Fitch explained that the negative outlook is a reflection of Pemex’s financial vulnerability in the current situation of depressed oil prices and its need for extraordinary and proactive government support.
This limitation, given its high tax burden, high leverage, increased extraction costs per barrel of crude, the high investment needed to maintain production and replenish reserves.
The rating agency stressed that Pemex does not generate enough cash flow to cover operating and financial costs of more than $ 25 per barrel of crude oil, and everything indicates that in the future it will need extraordinary support from the Mexican government.
In the wake of the coronavirus and oil crisis, all forecasts that anticipated a slight growth in Mexican GDP in 2020 have been cut short, and instead, forecasts for a contraction from 2% accumulate, such as Standard & Poor’s , to some who predict falls above 5%.
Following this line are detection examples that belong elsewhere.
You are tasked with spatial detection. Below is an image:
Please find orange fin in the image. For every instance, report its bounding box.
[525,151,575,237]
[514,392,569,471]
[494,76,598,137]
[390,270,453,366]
Fitch Ratings’ determination was added to the decision last week by the rating agency Standar & Poor’s that cut Pemex’s rating to BBB from BBB +, which keeps the company one notch from losing the investment grade.
In addition to Pemex’s rating, S&P downgraded Mexico’s long-term foreign currency debt risk rating from BBB + to BBB, maintaining a negative outlook due to the impact of COVID-19 and falling oil prices.
The Mexican agency HR Ratings this week lowered Mexico’s sovereign debt rating to BBB + level and kept the outlook “negative”, before an economy that could be “significantly affected in the short and medium term.”